More and more movie stars have been making the switch to directing. The latest is James Caan, who does himself proud in his first effort. Caan himself plays the main character: a worker in Buffalo, N.Y., who earns his living in a tire factory. Once a week he babysits for his children -- while his ex-wife goes out with her boyfriend, a petty crook who gets arrested for robbing a bank.
When this thug turns state's evidence and testifies against his former cronies, the police protect him by spiriting him to another part of the country under a new identity -- and with him go his new wife and children, whom he has acquired to help his image in court.

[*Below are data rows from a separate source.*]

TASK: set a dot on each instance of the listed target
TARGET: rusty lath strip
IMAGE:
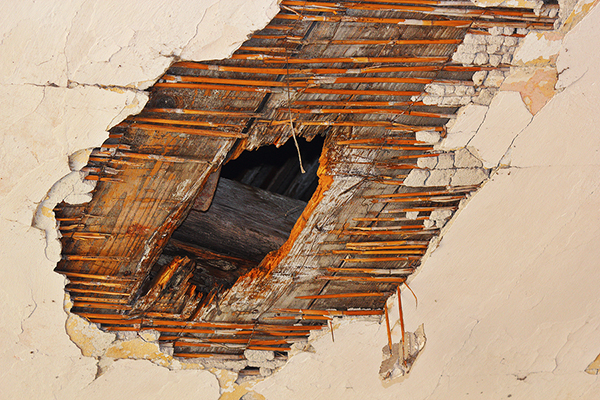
(153, 165)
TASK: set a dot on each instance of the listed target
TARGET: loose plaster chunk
(436, 89)
(416, 178)
(469, 176)
(481, 58)
(439, 177)
(463, 158)
(427, 162)
(479, 77)
(401, 360)
(428, 136)
(494, 78)
(485, 96)
(465, 126)
(445, 161)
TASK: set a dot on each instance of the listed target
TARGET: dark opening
(277, 169)
(256, 202)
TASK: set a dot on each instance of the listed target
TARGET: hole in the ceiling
(277, 169)
(257, 200)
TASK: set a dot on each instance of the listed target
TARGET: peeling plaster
(504, 311)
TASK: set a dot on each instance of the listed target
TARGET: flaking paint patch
(538, 49)
(535, 85)
(581, 10)
(138, 349)
(88, 337)
(508, 3)
(594, 367)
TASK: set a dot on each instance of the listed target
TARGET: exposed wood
(218, 267)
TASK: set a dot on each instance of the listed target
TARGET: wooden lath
(313, 70)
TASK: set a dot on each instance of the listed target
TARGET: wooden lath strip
(379, 252)
(416, 243)
(210, 355)
(374, 20)
(241, 114)
(328, 312)
(367, 111)
(100, 305)
(454, 11)
(294, 82)
(363, 278)
(158, 157)
(326, 103)
(373, 271)
(93, 276)
(272, 90)
(325, 71)
(301, 317)
(185, 122)
(343, 295)
(334, 60)
(361, 42)
(417, 194)
(177, 129)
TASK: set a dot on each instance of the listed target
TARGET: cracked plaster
(507, 297)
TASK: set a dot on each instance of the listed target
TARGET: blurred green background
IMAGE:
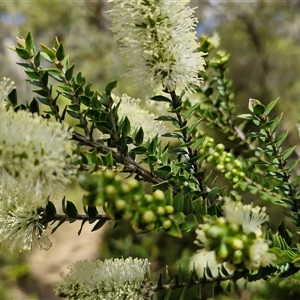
(264, 42)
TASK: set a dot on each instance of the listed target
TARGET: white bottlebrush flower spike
(20, 216)
(111, 279)
(34, 152)
(259, 255)
(6, 86)
(138, 117)
(251, 218)
(158, 41)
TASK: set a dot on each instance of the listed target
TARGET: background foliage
(263, 42)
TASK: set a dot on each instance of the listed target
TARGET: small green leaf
(270, 106)
(23, 53)
(45, 79)
(73, 114)
(34, 106)
(139, 137)
(81, 226)
(32, 74)
(92, 211)
(258, 109)
(50, 209)
(110, 87)
(139, 150)
(190, 111)
(109, 159)
(51, 70)
(166, 119)
(161, 99)
(274, 124)
(29, 42)
(245, 116)
(60, 52)
(85, 100)
(291, 167)
(41, 92)
(50, 53)
(37, 59)
(281, 138)
(69, 73)
(12, 97)
(287, 153)
(125, 125)
(61, 221)
(71, 210)
(99, 224)
(44, 101)
(46, 57)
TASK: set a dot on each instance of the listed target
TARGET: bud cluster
(126, 200)
(236, 238)
(224, 161)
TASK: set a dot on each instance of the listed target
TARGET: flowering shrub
(165, 159)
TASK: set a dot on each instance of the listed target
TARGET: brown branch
(129, 164)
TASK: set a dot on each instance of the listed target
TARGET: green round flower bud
(109, 174)
(221, 221)
(167, 224)
(150, 227)
(149, 198)
(220, 147)
(160, 211)
(235, 243)
(222, 252)
(149, 216)
(237, 163)
(216, 154)
(120, 204)
(220, 167)
(237, 257)
(110, 191)
(169, 209)
(216, 232)
(235, 179)
(159, 195)
(125, 188)
(234, 171)
(210, 158)
(241, 174)
(137, 198)
(201, 151)
(133, 183)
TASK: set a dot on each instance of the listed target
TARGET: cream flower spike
(111, 279)
(6, 86)
(251, 218)
(158, 41)
(35, 152)
(138, 117)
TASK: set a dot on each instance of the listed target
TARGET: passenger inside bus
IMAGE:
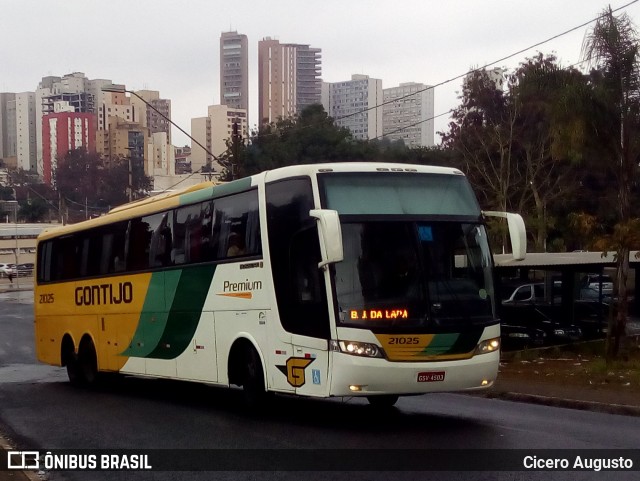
(235, 245)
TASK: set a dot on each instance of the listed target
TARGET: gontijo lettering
(103, 294)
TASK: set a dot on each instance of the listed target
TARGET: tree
(550, 136)
(309, 137)
(612, 48)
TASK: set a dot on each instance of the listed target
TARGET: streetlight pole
(119, 89)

This leaves our hero back in Buffalo, with no idea of where his children are or how to find them. He turns to the police, but they feel their first responsibility is to protect the secrecy of their "witness relocation" plan. Even though they sympathize with him, they can't help him locate the family that has been whisked from under his nose. He must search for them himself.
It's a poignant story, and Caan tells it with commendable restraint. Under his guidance, the camera is active but subtle, offering an effective visual counterpoint to the involving plot. Caan doesn't go for suspense or sudden surprises, preferring to let the story meander over tis natural course of several months and letting the emotional peaks erupt where they may. There are occasional moments of traditional melodrama, but even these are handled with an unusually careful touch -- and seem perfectly justified, since the film is billed as "a dramatization of a true story."
There is also a fascinating undercurrent to the tale, which takes place in 1967 -- a time of protest and radicalism in the United States. The hero prides himself on being a normal working-class American, respectful of authority and the forces of "law and order." Even he is a bit surprised at his outrage toward "the establishment" when it interferes with his legitimate pursuit of happiness.
But once he has been to court and obtained legal custody of his missing children, he feels justified in defying the entire governmental structure, if need be. And if this means a clenched fist waved in the face of the Justice Department -- as happens in the final scene -- this is a kind of "radicalism" based not on ideologies or belligerence, but on the deepest roots of his own all-too-human nature.
As director of "hide in Plain Sight," Caan coaches solid performances from himself and a good supporting cast. One looks forward to future films made under his watchful eye. His debut effort is a small but sparkling contribution, dealing with the kind of family-oriented subject that is too rarely treated in the American cinema.